The Pauline Rhodes installation, with its dramatic bundle of dried matakoura at one end and marching propped-up rods (tipped with crimson wool) advancing towards it, is a treat where Rhodes takes advantage of the low stud, hugging the floor and showing her experience in any situ situation, no matter how extreme or unpredictable the wall height.
Emma Fitts‘ group of hangings are the opposite, being suspended from the high ceiling, mostly coming in pairs with grass mats. Celebrating diaphanous and opaque materials, while keeping the hanging shapes intact, and sometimes cutting into dressmaking patterns or folded over, her tonally controlled and dramatically imposing banners salute the contribution of Olivia Spencer-Bower to Canterbury landscape painting and social networking.
James Oram, in this show, comes across as Canterbury’s Nick Austin, with his amusing paintings and video, yet the work is consistent with Oram’s earlier sculpture and installation. Playing with the motifs of elongated ceramic fingers (shaped like wakas), flapping jean pockets, furrowed brows and exposed brains, Oram’s droll wit sets a high benchmark for this show. It is enigmatic and funny, and you keep on returning for another look - especially to the more baffling items.

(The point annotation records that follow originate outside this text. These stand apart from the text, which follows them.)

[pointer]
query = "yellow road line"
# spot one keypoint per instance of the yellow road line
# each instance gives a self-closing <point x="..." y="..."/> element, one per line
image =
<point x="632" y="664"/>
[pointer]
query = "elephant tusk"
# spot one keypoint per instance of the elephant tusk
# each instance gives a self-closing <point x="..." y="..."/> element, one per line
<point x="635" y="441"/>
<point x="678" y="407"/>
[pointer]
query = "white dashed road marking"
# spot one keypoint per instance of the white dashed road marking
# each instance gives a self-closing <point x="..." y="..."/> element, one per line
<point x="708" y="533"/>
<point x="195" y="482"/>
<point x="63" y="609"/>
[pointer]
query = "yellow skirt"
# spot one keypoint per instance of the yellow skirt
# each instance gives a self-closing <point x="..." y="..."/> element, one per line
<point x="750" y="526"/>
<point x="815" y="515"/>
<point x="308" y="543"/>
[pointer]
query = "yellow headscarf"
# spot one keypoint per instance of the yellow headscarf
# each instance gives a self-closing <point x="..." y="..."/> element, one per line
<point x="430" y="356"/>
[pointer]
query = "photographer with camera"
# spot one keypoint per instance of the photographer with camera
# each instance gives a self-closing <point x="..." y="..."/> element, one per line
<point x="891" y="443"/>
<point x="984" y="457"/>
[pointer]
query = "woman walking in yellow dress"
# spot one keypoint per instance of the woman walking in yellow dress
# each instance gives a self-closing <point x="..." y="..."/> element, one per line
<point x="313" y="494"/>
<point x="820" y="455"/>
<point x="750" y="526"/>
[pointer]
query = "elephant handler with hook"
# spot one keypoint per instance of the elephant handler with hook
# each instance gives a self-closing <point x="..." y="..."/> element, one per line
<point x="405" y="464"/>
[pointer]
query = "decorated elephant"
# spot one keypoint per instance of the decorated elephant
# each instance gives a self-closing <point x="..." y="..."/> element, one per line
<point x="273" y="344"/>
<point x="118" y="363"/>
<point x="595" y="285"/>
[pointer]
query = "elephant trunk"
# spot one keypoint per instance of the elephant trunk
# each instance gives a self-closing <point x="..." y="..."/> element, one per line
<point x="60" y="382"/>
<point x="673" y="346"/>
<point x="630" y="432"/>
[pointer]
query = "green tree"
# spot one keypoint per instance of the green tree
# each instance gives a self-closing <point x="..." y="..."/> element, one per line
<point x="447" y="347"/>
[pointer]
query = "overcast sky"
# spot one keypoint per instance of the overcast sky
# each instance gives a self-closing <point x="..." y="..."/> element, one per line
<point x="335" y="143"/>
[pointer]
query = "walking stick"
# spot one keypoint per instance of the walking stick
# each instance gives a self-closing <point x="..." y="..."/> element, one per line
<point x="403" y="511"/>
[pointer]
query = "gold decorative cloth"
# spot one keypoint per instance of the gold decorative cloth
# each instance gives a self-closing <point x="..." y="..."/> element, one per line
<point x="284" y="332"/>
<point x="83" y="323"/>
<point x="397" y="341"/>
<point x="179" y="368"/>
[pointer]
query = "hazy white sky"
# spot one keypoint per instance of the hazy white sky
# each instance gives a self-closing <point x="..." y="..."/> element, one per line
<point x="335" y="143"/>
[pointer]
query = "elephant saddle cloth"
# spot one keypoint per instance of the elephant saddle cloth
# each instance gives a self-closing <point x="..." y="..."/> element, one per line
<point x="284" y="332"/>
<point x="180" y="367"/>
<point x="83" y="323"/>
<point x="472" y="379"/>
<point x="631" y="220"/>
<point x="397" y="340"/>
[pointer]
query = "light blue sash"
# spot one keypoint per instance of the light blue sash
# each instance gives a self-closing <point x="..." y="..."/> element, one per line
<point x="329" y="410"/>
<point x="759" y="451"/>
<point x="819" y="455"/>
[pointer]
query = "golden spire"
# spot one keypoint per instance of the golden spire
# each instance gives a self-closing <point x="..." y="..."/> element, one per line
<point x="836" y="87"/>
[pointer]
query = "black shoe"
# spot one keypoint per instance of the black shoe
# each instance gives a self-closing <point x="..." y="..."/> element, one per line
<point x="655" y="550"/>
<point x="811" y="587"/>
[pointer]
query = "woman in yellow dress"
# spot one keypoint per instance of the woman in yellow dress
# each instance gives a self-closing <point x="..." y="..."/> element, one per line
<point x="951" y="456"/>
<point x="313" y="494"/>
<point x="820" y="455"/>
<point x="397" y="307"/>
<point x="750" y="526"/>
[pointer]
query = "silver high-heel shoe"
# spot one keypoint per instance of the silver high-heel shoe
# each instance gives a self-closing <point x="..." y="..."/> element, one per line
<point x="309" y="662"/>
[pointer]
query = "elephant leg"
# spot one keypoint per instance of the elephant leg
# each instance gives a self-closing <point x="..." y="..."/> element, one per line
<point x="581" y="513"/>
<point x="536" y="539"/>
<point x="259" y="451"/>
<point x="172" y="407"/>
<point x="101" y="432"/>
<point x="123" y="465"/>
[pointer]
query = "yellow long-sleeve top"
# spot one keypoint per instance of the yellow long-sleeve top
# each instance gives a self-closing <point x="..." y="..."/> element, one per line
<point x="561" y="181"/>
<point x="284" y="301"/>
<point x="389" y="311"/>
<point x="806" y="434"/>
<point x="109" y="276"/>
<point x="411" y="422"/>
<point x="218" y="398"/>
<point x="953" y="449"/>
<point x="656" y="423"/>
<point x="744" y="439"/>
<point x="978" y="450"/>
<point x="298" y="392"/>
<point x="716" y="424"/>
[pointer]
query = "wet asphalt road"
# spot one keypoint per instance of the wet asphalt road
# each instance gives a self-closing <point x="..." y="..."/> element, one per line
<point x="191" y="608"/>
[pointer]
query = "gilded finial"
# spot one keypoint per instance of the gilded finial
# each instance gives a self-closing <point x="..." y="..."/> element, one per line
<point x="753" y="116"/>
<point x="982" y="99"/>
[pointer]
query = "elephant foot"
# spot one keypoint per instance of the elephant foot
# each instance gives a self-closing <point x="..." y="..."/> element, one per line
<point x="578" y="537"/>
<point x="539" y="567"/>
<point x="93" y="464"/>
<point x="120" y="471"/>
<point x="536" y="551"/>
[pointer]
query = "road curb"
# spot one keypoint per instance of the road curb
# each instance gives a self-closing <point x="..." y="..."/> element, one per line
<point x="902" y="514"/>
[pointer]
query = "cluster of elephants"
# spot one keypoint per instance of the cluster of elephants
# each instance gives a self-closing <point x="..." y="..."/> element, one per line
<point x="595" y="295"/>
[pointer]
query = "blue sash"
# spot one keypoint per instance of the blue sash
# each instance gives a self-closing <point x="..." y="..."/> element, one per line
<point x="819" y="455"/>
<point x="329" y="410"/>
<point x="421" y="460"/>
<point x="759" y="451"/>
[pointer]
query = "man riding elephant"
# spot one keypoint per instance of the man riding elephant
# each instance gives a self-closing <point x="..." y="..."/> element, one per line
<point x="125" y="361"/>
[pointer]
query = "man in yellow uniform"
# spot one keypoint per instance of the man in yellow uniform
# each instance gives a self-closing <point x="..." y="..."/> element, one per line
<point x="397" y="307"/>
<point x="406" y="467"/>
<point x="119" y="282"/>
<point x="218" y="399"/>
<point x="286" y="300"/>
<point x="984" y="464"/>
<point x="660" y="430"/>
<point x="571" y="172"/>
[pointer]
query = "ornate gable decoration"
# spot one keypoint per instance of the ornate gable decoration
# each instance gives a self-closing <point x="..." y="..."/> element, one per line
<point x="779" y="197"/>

Oram’s imagery locks in nicely with the larger de Vries paintings on the floor above it. Both have a puzzle or rebus-like quality, though de Fries is more mentally opaque and physically more imposing - using ambiguous images of plumbing taken from comics, sometimes with angular slivers and using linen or clear plastic, and referencing the manual processes of painting production.

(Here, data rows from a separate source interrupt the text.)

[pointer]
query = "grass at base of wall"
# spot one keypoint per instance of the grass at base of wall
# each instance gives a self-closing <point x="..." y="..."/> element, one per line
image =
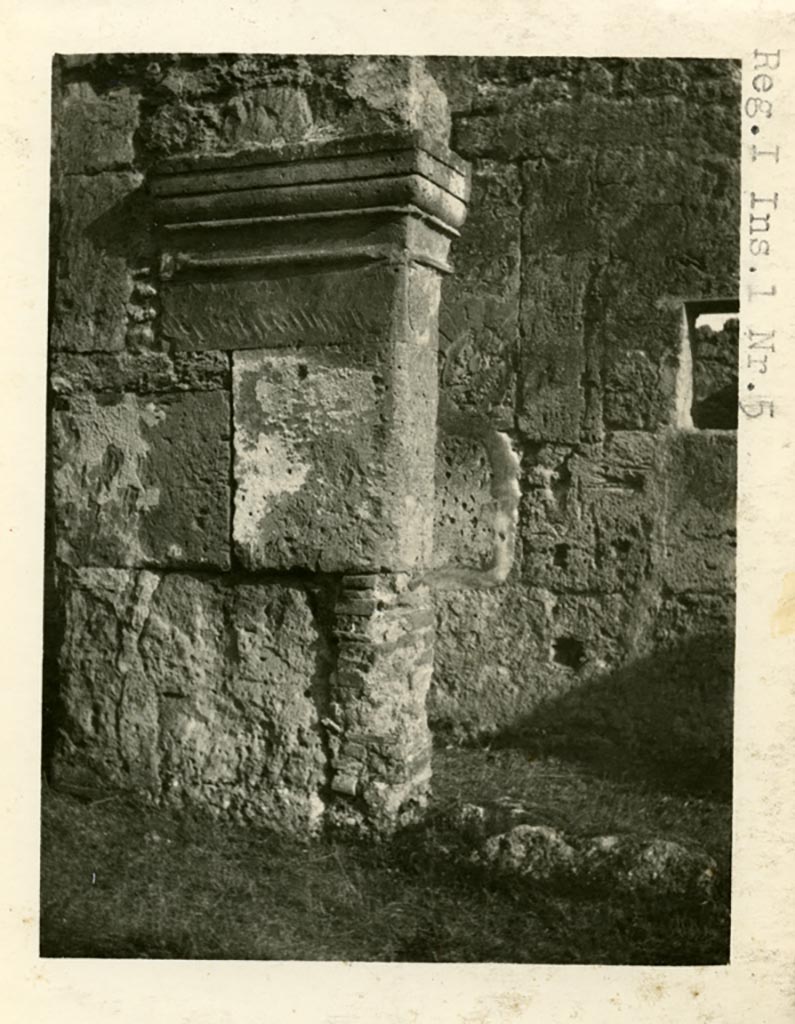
<point x="122" y="881"/>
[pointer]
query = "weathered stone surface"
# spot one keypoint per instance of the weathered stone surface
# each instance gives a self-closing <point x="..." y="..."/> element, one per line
<point x="282" y="99"/>
<point x="98" y="232"/>
<point x="95" y="132"/>
<point x="657" y="867"/>
<point x="478" y="320"/>
<point x="536" y="852"/>
<point x="701" y="527"/>
<point x="195" y="690"/>
<point x="714" y="377"/>
<point x="463" y="531"/>
<point x="142" y="481"/>
<point x="141" y="373"/>
<point x="345" y="308"/>
<point x="379" y="738"/>
<point x="605" y="193"/>
<point x="334" y="463"/>
<point x="492" y="650"/>
<point x="590" y="514"/>
<point x="652" y="868"/>
<point x="308" y="468"/>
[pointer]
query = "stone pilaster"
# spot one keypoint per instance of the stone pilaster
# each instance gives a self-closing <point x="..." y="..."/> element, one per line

Steve Carr’s videos are obvious crowd-pleasers, mesmerising and amusing yet suspenseful images - and rich in ambiguous interpretation, but I’m surprised he didn’t contribute some sculpture to help his (initially Auckland) practice mingle more overtly within the physicality of this Canterbury context.
Looking at the leather, wood and embroidered totem poles constructed by Jacquelyn Greenbank, they initially seem part of the genre of artists like Rohan Wealleans and Matthew Cowan, pertaining to a mock primitivism/ tribalism and search for the sacred. However the ubiquitous elements of traditionally female handicraft possibly link it more in this show to the flowing two sided banners of Emma Fitts, positioned upstairs.
Nina Oberg Humphries‘ Cook Island portraits feature not only photographs of posed family members, but also their carefully chosen clothing, the works’ intricately carved or cast (and colourful) frames and the barkcloth patterns on the wall behind. Rich in symbolic figurative content these images seem a natural precursor to her more recent films.
Ana Iti‘s spoken language (and carved text) piece has something in common with Ruth Buchanan, but instead of focussing on syntactical and diagrammatic codes, it examines the naming of Christchurch by both Māori and European communities, looking at the histories of the three chosen names and exploring a little inventive shuffling, so that her own incorporated surname and identity is wittily showcased.
This is a dense show worthy of repeated visits, especially if you focus on the ten artists I’ve mentioned. Although it might be counterargued that I am being too picky - that Daegan Wells mines a similar area as Emma Fitts, Louise Palmer as the architectural interests of Rob Hood, and Tim Veling as the portraiture of Nina Oberg Humphries - I’m claiming that the mood and tone is very different. Visit the exhibition and see if you agree.